Bent v. Inhabitants of Hubbardston

138 Mass. 99 | Mass. | 1884

Devens, J.

It is provided by the Pub. Sts. c. 157, § 104, that, in the order for a dividend on an insolvent estate, “ the following claims shall be entitled to priority, and to be first paid in full in their order: First, All debts due to the United States, and all debts due to and taxes assessed by this State, or any county, *100city, or town therein.” We concur in the plaintiff’s view, that the taxes collected by Warren, the insolvent, as town collector, ceased to be taxes eo nomine, and constituted a debt due by Warren to the town. “The word ‘debts,’ ” says Mr. Justice Hubbard, in speaking of the insolvent law, “ in the statute, is used in its broadest latitude.” Brown v. Lamb, 6 Met. 203. Gray v. Bennett, 3 Met. 522. Lothrop v. Reed, 13 Allen, 294. The words “ debts due to ” and “ taxes assessed by ” being connected conjunctively in the statute, it would not seem possible to construe it in any other way than as providing that they are alike preferred debts. They cannot be limited to debts due for taxes assessed from those to whom they are assessed. The plaintiff urges that, when, by the St. of 1862, c. 183, § 11, counties, cities, and towns were first added to the list of preferred creditors, the reason was expressed to be “ so that county, city, and town taxes shall be entitled to the same priority or preference as state taxes are now entitled to in cases of insolvent debtors ; ” and that, although these words are omitted in the Public Statutes, we may properly recur to them in construing the present statute.

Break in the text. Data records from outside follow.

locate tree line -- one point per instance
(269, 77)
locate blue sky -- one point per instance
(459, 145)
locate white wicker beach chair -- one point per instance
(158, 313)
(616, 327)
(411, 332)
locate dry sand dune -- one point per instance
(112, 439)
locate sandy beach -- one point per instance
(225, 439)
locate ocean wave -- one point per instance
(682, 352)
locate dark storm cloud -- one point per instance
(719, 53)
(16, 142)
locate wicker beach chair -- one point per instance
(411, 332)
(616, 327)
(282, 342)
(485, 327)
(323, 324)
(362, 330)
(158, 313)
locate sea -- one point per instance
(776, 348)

The provisions of the Public Statutes were certainly intended as a reenactment, without change in the law as it previously existed. Drew v. Streeter, 137 Mass. 460. It was the intention of the commissioners, as stated by them, to express in the text of the revision the existing laws according to their understanding of them, in such a manner that no existing rights should be changed. ¡Report of Commissioners, 3. When there is substantial doubt as to the meaning of the language used in the Public Statutes, the statutes as they previously existed afford, therefore, a most valuable guide in their construction. But when language is clear, we cannot look to the earlier statutes to see if an error has been made by the Legislature in its understanding of them, as there is then no room for the office of construction. Baker v. Atlas Bank, 9 Met. 182, 197. Holbrook v. Bliss, 9 Allen, 69, 76. Lewis v. United States, 92 U. S. 618, 621. Even if the meaning it has affixed to the earlier statutes is different from that we should attribute to them, that which it has adopted, if clearly expressed by the Public Statutes, is controlling. If the language of the statute, as it now exists, were susceptible of two constructions, an argument drawn from the statute as it was *101formerly expressed (should we adopt the meaning given to it by the plaintiff) would be conclusive. United States v. Bowen, 100 U. S. 508. But it is impossible for us to say that the explicit language used in the revision was not so used for the very purpose of removing any doubt which might have been caused by the expression in the St. of 1862, relied on by the plaintiff.

In this view, we do not deem it necessary to consider what is the proper construction of the statutes as they existed before the enactment of the Public Statutes. Bill dismissed.